New regulations went into effect on February 22, 2010, that are designed to protect consumers. Overall, this is a very important and good development. But listen to me and listen good: You can still end up in plenty of high-cost trouble if you don't stay one step ahead of the bank credit card issuers.
Here are some key issues to keep an eye on:
What's new: If you pay your bills on time, the interest rate on your existing balance cannot be raised.
Pay attention: Notice I said "existing balance." If you, in fact, miss a payment, the interest rate on new, unpaid balances that occur after the misstep can indeed be raised.
What's new: The rate on a new card can't be raised for the first 12 months. But after that, it is fair game for the issuer to raise it as long as you are given 45 days notice. (The higher rate would not apply to existing balances, only new, unpaid balances.)
Pay attention: If you are ever 60 days late with a payment, the credit card issuer can raise your rate regardless of how new a client you are. That said, if you then make on-time payments for six months, you will be eligible to have your lower rate reinstated.
What's new: Your monthly statement will now include an estimate of how long it will take you to pay off the balance if you opt to make only the minimum payment due and the amount of interest you will owe over that stretch. It will also show you an estimate of how much you would have to pay each month to get the balance paid off in three years.
Pay attention: Anyone with an unpaid balance should tape this to their mirror and stare at the numbers at least once a day. This is not punishment; it is motivation. Many of you with balances of $10,000 that charge 15 percent, 18 percent or more will see it can take decades to pay off the balance if you only pay the minimum, and your total cost can be nearly triple your current balance.

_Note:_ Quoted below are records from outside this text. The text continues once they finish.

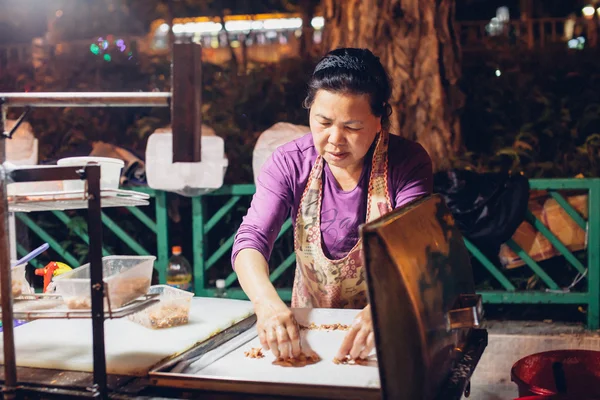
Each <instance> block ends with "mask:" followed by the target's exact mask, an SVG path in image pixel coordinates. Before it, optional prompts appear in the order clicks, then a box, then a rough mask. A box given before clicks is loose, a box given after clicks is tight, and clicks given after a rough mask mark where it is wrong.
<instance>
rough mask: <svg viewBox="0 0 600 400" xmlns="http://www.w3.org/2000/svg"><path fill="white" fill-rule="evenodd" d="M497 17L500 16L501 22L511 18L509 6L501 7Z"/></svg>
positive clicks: (498, 16) (498, 11) (497, 14)
mask: <svg viewBox="0 0 600 400" xmlns="http://www.w3.org/2000/svg"><path fill="white" fill-rule="evenodd" d="M496 18H498V20H499V21H500V22H508V20H509V19H510V12H509V11H508V7H506V6H504V7H499V8H498V9H497V10H496Z"/></svg>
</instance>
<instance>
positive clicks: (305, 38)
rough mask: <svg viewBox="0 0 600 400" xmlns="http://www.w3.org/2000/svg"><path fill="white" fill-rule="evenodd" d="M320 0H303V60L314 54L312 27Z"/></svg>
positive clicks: (302, 36) (302, 14)
mask: <svg viewBox="0 0 600 400" xmlns="http://www.w3.org/2000/svg"><path fill="white" fill-rule="evenodd" d="M318 3H319V0H301V1H300V5H299V6H300V14H301V15H302V36H301V37H300V57H301V58H302V59H303V60H306V59H308V58H309V57H310V56H311V54H312V49H313V38H314V32H315V30H314V28H313V27H312V25H311V23H312V19H313V17H314V16H315V11H316V9H317V5H318Z"/></svg>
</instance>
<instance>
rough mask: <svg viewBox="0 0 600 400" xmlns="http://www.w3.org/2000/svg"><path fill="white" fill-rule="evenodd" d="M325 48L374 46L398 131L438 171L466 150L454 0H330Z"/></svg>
mask: <svg viewBox="0 0 600 400" xmlns="http://www.w3.org/2000/svg"><path fill="white" fill-rule="evenodd" d="M323 4H324V11H325V12H324V14H325V32H324V33H325V37H324V48H325V49H330V50H331V49H335V48H339V47H361V48H368V49H370V50H371V51H372V52H373V53H375V55H377V56H378V57H379V58H380V59H381V62H382V63H383V65H384V67H385V68H386V69H387V71H388V73H389V74H390V77H391V79H392V84H393V94H392V100H391V106H392V109H393V114H392V117H391V122H392V127H391V130H392V133H395V134H399V135H401V136H404V137H407V138H409V139H412V140H416V141H418V142H419V143H420V144H421V145H422V146H423V147H424V148H425V150H427V152H428V153H429V155H430V157H431V159H432V161H433V164H434V170H435V171H438V170H442V169H446V168H448V167H449V166H450V161H451V160H452V158H453V157H454V156H455V155H456V154H458V153H459V152H460V151H461V150H463V144H462V138H461V134H460V121H459V114H458V111H459V109H460V108H462V106H463V103H464V96H463V94H462V92H461V91H460V89H459V87H458V81H459V78H460V74H461V72H460V67H461V57H460V45H459V42H458V38H457V35H456V32H455V30H454V9H455V4H454V0H324V3H323Z"/></svg>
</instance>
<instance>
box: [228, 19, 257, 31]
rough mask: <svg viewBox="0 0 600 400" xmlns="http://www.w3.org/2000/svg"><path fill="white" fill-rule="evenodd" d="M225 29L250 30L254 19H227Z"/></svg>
mask: <svg viewBox="0 0 600 400" xmlns="http://www.w3.org/2000/svg"><path fill="white" fill-rule="evenodd" d="M225 29H226V30H228V31H229V32H239V31H249V30H252V21H227V22H225Z"/></svg>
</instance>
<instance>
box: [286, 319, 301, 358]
mask: <svg viewBox="0 0 600 400" xmlns="http://www.w3.org/2000/svg"><path fill="white" fill-rule="evenodd" d="M287 333H288V336H289V337H290V342H291V347H292V356H294V357H298V356H299V355H300V353H302V345H301V343H300V331H299V329H298V325H297V324H295V323H291V324H288V326H287Z"/></svg>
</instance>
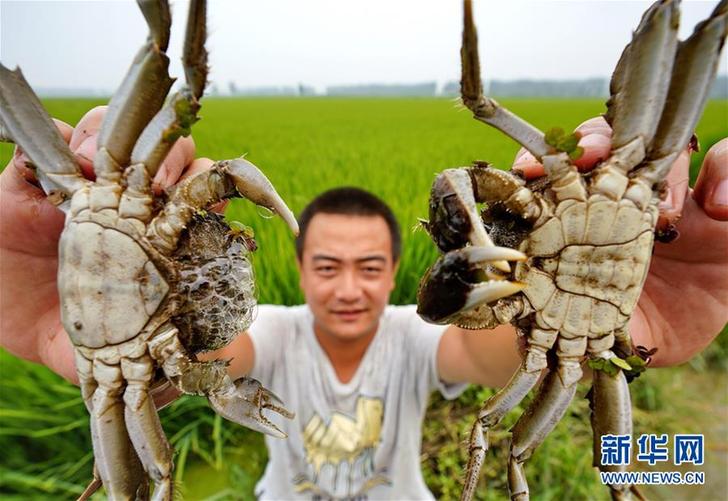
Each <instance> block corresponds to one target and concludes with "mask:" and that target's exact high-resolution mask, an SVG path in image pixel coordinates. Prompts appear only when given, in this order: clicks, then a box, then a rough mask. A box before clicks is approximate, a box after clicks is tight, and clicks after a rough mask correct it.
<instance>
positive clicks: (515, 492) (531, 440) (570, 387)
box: [508, 367, 576, 500]
mask: <svg viewBox="0 0 728 501" xmlns="http://www.w3.org/2000/svg"><path fill="white" fill-rule="evenodd" d="M559 368H560V369H561V367H559ZM574 393H576V382H572V383H571V384H564V382H563V381H562V379H561V376H560V374H559V373H558V372H556V371H550V372H549V373H548V374H547V375H546V377H545V378H544V380H543V382H542V383H541V386H540V387H539V391H538V393H537V395H536V397H535V398H534V400H533V402H531V405H529V407H528V409H526V411H525V412H524V414H523V415H522V416H521V417H520V418H519V420H518V422H517V423H516V425H515V426H514V427H513V439H512V442H511V457H510V460H509V462H508V489H509V491H510V493H511V499H514V500H516V499H517V500H526V499H528V482H527V480H526V474H525V472H524V470H523V463H524V462H525V461H526V460H527V459H528V458H530V457H531V454H533V451H534V450H535V449H536V448H537V447H538V446H539V445H541V442H543V441H544V439H545V438H546V436H547V435H548V434H549V433H551V430H553V429H554V427H555V426H556V424H557V423H558V422H559V421H560V420H561V418H562V417H563V415H564V412H566V409H567V408H568V406H569V403H571V400H572V399H573V398H574Z"/></svg>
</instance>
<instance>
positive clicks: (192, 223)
mask: <svg viewBox="0 0 728 501" xmlns="http://www.w3.org/2000/svg"><path fill="white" fill-rule="evenodd" d="M251 248H254V245H253V243H252V242H251V239H250V238H249V237H243V236H241V235H237V234H236V233H235V232H232V231H231V230H230V227H229V226H228V225H227V224H226V223H225V222H224V220H223V218H222V216H220V215H218V214H215V213H201V214H198V215H197V216H195V217H194V218H193V220H192V221H191V223H190V224H189V225H188V227H187V230H186V231H185V232H184V233H183V235H182V236H181V238H180V242H179V246H178V248H177V250H176V251H175V254H174V256H173V259H175V260H176V261H177V262H178V265H179V282H178V284H177V290H178V293H179V295H180V297H181V299H182V306H181V308H180V310H179V311H178V312H176V313H175V316H174V317H173V318H172V322H173V323H174V324H175V326H176V327H177V328H178V329H179V331H180V340H181V341H182V344H183V345H184V346H185V347H186V348H187V349H188V350H190V351H192V352H193V353H199V352H204V351H210V350H216V349H218V348H222V347H223V346H225V345H227V344H228V343H229V342H230V341H231V340H232V339H233V338H234V337H235V336H237V335H238V334H239V333H240V332H242V331H243V330H245V329H247V328H248V327H249V326H250V323H251V322H252V319H253V313H254V310H255V305H256V298H255V282H254V275H253V266H252V264H251V262H250V259H249V256H250V251H249V249H251Z"/></svg>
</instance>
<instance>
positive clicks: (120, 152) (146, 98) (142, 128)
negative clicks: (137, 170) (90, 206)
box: [94, 0, 173, 184]
mask: <svg viewBox="0 0 728 501" xmlns="http://www.w3.org/2000/svg"><path fill="white" fill-rule="evenodd" d="M139 7H140V9H141V10H142V13H143V14H144V17H145V18H146V20H147V24H148V25H149V38H148V40H147V42H146V43H145V44H144V46H143V47H142V48H141V50H140V51H139V53H138V54H137V55H136V57H135V58H134V61H133V62H132V65H131V67H130V68H129V71H128V72H127V74H126V76H125V77H124V80H123V82H122V83H121V86H119V89H118V90H117V91H116V93H114V96H113V97H112V98H111V101H110V102H109V109H108V111H107V113H106V116H105V117H104V121H103V123H102V125H101V130H100V131H99V137H98V151H97V153H96V156H95V157H94V170H95V171H96V177H97V182H99V183H100V184H105V183H108V182H118V181H119V180H120V178H121V171H122V166H126V165H128V164H129V158H130V155H131V151H132V148H133V147H134V144H135V143H136V141H137V138H138V137H139V134H140V133H141V132H142V130H143V129H144V127H145V126H146V125H147V124H148V123H149V121H150V120H151V119H152V117H153V116H154V115H155V114H156V113H157V111H159V109H160V108H161V107H162V104H163V103H164V99H165V97H166V96H167V93H168V92H169V89H170V87H171V86H172V82H173V80H172V79H171V78H170V77H169V74H168V71H167V70H168V67H169V58H168V57H167V55H166V54H165V53H164V51H165V50H167V43H168V42H169V30H170V25H171V22H172V21H171V16H170V13H169V5H168V3H167V1H166V0H140V1H139Z"/></svg>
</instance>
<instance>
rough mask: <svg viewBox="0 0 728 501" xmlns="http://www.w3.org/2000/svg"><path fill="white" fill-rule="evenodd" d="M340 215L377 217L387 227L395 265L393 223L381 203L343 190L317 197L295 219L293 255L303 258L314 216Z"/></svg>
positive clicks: (395, 246) (380, 200)
mask: <svg viewBox="0 0 728 501" xmlns="http://www.w3.org/2000/svg"><path fill="white" fill-rule="evenodd" d="M321 213H323V214H342V215H346V216H366V217H369V216H380V217H382V218H383V219H384V221H385V222H386V223H387V227H389V234H390V236H391V237H392V260H393V261H394V262H395V263H396V262H397V260H398V259H399V255H400V252H401V250H402V237H401V236H400V234H399V224H397V219H396V218H395V217H394V214H393V213H392V209H390V208H389V206H388V205H387V204H385V203H384V202H383V201H382V200H381V199H379V198H378V197H376V196H374V195H372V194H371V193H369V192H368V191H365V190H362V189H360V188H354V187H349V186H344V187H342V188H334V189H331V190H328V191H325V192H323V193H321V194H320V195H319V196H317V197H316V198H314V199H313V200H311V202H310V203H309V204H308V205H307V206H306V207H304V209H303V211H301V215H300V216H299V217H298V226H299V234H298V237H297V238H296V255H297V256H298V259H299V260H300V259H302V258H303V243H304V242H305V240H306V231H307V230H308V225H309V223H310V222H311V220H312V219H313V217H314V216H315V215H316V214H321Z"/></svg>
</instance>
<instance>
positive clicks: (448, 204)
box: [430, 169, 511, 273]
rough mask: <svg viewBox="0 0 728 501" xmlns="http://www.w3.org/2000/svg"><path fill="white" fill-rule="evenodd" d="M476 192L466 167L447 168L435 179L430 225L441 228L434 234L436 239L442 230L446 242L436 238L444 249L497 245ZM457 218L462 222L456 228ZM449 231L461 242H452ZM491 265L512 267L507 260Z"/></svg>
mask: <svg viewBox="0 0 728 501" xmlns="http://www.w3.org/2000/svg"><path fill="white" fill-rule="evenodd" d="M474 192H475V187H474V186H473V179H472V178H471V176H470V173H469V172H468V171H467V170H466V169H446V170H444V171H443V172H442V173H440V174H439V175H438V176H437V178H436V179H435V182H434V183H433V185H432V196H431V197H430V199H431V201H430V224H431V226H433V228H434V227H435V226H439V227H440V228H439V231H435V232H433V233H432V235H433V238H435V236H436V235H437V234H438V233H442V235H440V237H442V238H443V241H437V239H436V242H435V243H437V245H438V247H439V248H440V250H442V251H448V250H451V248H456V247H461V246H464V245H466V244H468V243H469V244H471V245H473V246H476V247H495V244H494V243H493V240H491V238H490V236H489V235H488V232H487V231H486V229H485V226H484V225H483V221H482V219H481V218H480V215H479V214H478V207H477V205H476V200H475V193H474ZM453 220H455V221H457V223H458V224H457V226H456V227H451V225H452V223H453ZM445 233H447V234H448V235H449V236H451V237H453V238H456V239H457V242H454V241H448V239H447V238H446V236H445ZM491 264H492V265H493V266H495V267H496V268H497V269H499V270H501V271H503V272H504V273H508V272H510V270H511V268H510V266H509V265H508V263H507V262H506V261H504V260H499V261H494V262H492V263H491Z"/></svg>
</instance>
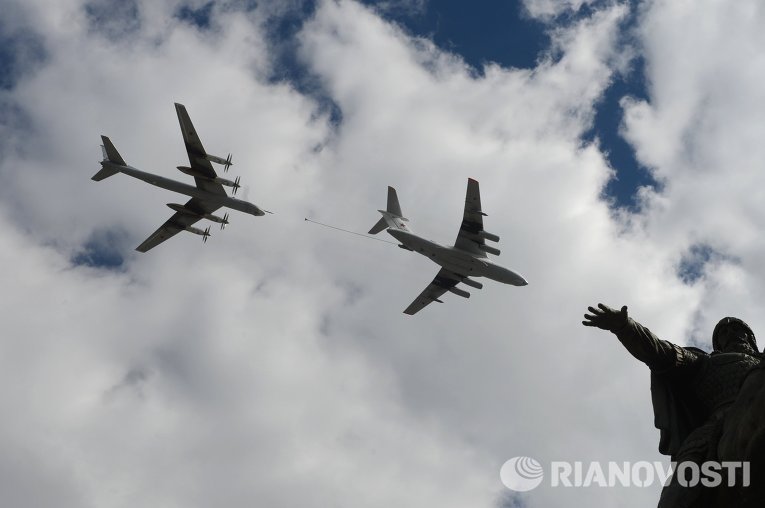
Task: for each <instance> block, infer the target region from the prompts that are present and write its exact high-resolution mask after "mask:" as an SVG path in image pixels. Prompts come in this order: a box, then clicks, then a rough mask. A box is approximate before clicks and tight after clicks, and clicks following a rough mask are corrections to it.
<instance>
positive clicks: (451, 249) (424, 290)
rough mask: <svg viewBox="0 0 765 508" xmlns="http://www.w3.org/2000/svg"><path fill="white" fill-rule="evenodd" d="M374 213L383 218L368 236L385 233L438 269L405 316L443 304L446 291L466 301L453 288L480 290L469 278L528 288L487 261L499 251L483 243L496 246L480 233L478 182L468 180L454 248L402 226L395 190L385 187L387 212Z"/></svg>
mask: <svg viewBox="0 0 765 508" xmlns="http://www.w3.org/2000/svg"><path fill="white" fill-rule="evenodd" d="M378 211H379V212H380V213H381V214H382V215H383V216H382V218H381V219H380V220H379V221H378V222H377V224H375V225H374V226H373V227H372V229H370V230H369V233H370V234H373V235H374V234H377V233H379V232H380V231H382V230H383V229H387V231H388V233H389V234H390V235H391V236H393V238H395V239H396V240H398V241H399V242H401V243H400V244H399V247H401V248H402V249H406V250H410V251H414V252H417V253H419V254H422V255H423V256H425V257H427V258H429V259H432V260H433V261H435V262H436V263H437V264H439V265H441V271H439V272H438V274H437V275H436V278H435V279H433V282H431V283H430V284H429V285H428V287H426V288H425V290H424V291H423V292H422V293H420V295H419V296H418V297H417V298H416V299H415V300H414V301H413V302H412V303H411V305H409V307H407V308H406V310H404V313H405V314H409V315H413V314H416V313H417V312H418V311H420V310H421V309H422V308H423V307H425V306H426V305H428V304H430V302H438V303H443V302H442V301H441V300H439V298H440V297H441V295H443V294H444V293H446V292H447V291H450V292H452V293H454V294H455V295H459V296H462V297H464V298H469V297H470V293H468V292H467V291H465V290H464V289H460V288H458V287H456V286H457V284H459V283H460V282H461V283H463V284H465V285H467V286H470V287H473V288H475V289H481V288H482V287H483V284H481V283H480V282H476V281H474V280H473V279H471V277H487V278H489V279H492V280H496V281H499V282H503V283H505V284H512V285H513V286H525V285H526V284H528V282H526V279H524V278H523V277H522V276H521V275H519V274H517V273H515V272H514V271H512V270H508V269H507V268H504V267H502V266H499V265H497V264H494V263H492V262H491V261H489V260H488V258H487V254H494V255H495V256H499V249H496V248H494V247H491V246H489V245H486V240H489V241H492V242H498V241H499V237H498V236H497V235H494V234H491V233H488V232H486V231H485V230H484V229H483V217H484V216H485V215H486V214H485V213H483V211H482V210H481V194H480V191H479V188H478V182H477V181H476V180H473V179H472V178H470V179H468V188H467V195H466V196H465V212H464V215H463V219H462V225H461V226H460V231H459V233H458V234H457V241H456V242H455V243H454V246H443V245H439V244H437V243H435V242H432V241H430V240H426V239H424V238H422V237H420V236H417V235H416V234H414V233H413V232H412V230H411V229H410V228H409V227H408V226H407V225H406V224H405V222H407V221H408V220H409V219H407V218H405V217H404V216H403V215H402V213H401V206H400V205H399V203H398V196H397V195H396V189H394V188H393V187H388V207H387V210H378Z"/></svg>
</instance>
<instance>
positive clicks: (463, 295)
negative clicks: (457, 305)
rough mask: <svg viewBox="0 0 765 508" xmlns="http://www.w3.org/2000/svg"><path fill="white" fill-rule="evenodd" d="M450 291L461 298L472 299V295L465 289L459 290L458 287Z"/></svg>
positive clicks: (450, 288) (452, 288) (451, 288)
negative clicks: (465, 289) (471, 295)
mask: <svg viewBox="0 0 765 508" xmlns="http://www.w3.org/2000/svg"><path fill="white" fill-rule="evenodd" d="M448 291H450V292H452V293H454V294H455V295H457V296H461V297H462V298H470V293H468V292H467V291H465V290H464V289H459V288H456V287H450V288H449V289H448Z"/></svg>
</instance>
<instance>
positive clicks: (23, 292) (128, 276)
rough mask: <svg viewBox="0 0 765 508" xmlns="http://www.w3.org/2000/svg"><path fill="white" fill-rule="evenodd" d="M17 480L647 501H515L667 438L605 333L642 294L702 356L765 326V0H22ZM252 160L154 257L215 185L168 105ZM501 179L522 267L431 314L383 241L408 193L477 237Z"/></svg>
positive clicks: (628, 506) (16, 388)
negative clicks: (237, 207) (229, 183)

What's new: Your payments will now be used to pay off your highest-rate debt first. In the past, the credit card companies liked to apply your monthly payments to the lowest-rate debt and let your most costly unpaid balances keep mushrooming. Congress, thankfully, has put the kibosh on that ridiculous treatment.
Pay attention: While this sounds like a great change, the reality is that if you have high-rate balances you are in bad shape, period. My advice is that if you are paying more than 18 percent on any debt, check out whether you can qualify for a balance transfer to a card issued by a credit union. By law, credit unions cannot charge more than 18 percent interest, and in fact many charge less. Bank credit cards have interest rates of 30 percent or more. Go to CreditCardConnection.org to search for good credit unions cards near you.